RB: The film really shines though in the moments when Louise Erickson is on screen. One could make a strong argument that she was an actress prone to typecasting, but she was only in three movies including this one. Erickson is most known for her roles on radio series like Marjorie on The Great Gildersleeve and Judy Foster on A Date with Judy, which is basically the character that she channels in this film. I’m a big fan of Erickson’s radio work, and thought that she handled her starring role (she’s on screen more than anyone else here) really well.

SG: Her voice is very distinctive, young and wistful. It is her charm that carries the film. Robert White plays Susan's boyfriend Howard, a long-suffering squeaky-voiced teen who can't compare to Don's maturity or talent, but his loyalty is admirable. It tugged on my heartstrings that he worked so hard to buy Susan an orchid, even knowing that she would believe it was from Don. It gave me a chuckle that in the scene where the kids are renovating the social space to prepare for the concert, Howard literally painted himself into a corner, a representation of what he had been doing romantically thus far.


SUSAN: Howard, do you have to sneeze so much? HOWARD: Do you have to smell so much?

RB: Crosby’s songs are just fine, but overall forgettable. The real musical highlights come from Louis Jordan and the Tympany Five and the Kim Loo Sisters. Jordan’s career was a short time away from his commercial peak, and his show stopping performance of Deacon Jones highlights why. It prompted a deep dive on my part into Jordan’s recorded work on my part that I’ve been finding quite fruitful. The Kim Loo Sisters as well, known as an Asian-American Andrews Sisters are lots of fun too.


SG: I was familiar with some of Louis Jordan's work prior to the movie, so I was excited to see his name in the cast, but I don't know if I'd seen him perform before. His style is remarkably contemporary. He wears flashy glasses and mugs for the camera, and his band can't keep themselves still throughout the song. I could see these guys fitting in on stage at Saturday Night Live; they put on quite a show. It is clear that Jordan's sequence and the Kim Loo Sisters, who are cute as can be and very good singers, are inserts that could be cut at will for time or racist proclivities.

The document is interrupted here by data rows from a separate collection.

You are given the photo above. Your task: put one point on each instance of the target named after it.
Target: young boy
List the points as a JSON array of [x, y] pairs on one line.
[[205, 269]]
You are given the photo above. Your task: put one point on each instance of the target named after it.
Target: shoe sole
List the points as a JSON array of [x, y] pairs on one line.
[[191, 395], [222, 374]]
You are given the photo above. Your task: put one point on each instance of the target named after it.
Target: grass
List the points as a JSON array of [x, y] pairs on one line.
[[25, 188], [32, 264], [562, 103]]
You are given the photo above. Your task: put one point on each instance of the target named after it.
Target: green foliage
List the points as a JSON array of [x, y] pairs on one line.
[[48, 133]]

RB: Naturally, this isn’t the kind of film that got a lot of attention or spent much time on the top of the bills. However, one showman in Milwaukee pulled in 3,000 people on election night by screening this film in conjunction with a “Miss Bobby Socks” contest to select the typical American Girl of 1945. As one can expect during wartime, the emphasis was on encouraging the purchase of war bonds. The entire affair was so successful that it was covered in a piece by Look Magazine.


Less savvy showmen had a difficult time putting this film over. “This is a very poor picture. It may do half of a double bill,” griped J Lelse of the Rand Theatre. Its not that the movie has a poor reputation. It has no reputation. I couldn’t find any evidence of it airing on TV after 1961 besides a single TCM airing in 2007. This is a shame, because it’s a film full of tuneful songs and an especially delightful performance from Erickson, I’d give this forgotten film four stars, not only for being so much fun to watch, but for being a wonderful example of the B-musical, a largely forgotten and maligned genre of film that no longer exists today.

SG: Hollywood Nite Life said, "The most pleasing factor is director Glenn Tryon's homeopathic handling of the kid psychology. He manages to hold up a delightful mirror to our crooner-conscious adolescents-- and the problems this daffy reflex pose to ma and pa-- and the school board."


I liked it from the beginning when Don stood outside Susan's door to meet his wartime pen pal and the numbers on the exterior of the house were the same style that my childhood apartment had. This is a happy spirit-lifting film with lots of talented lesser-known faces that is deserving of three stars.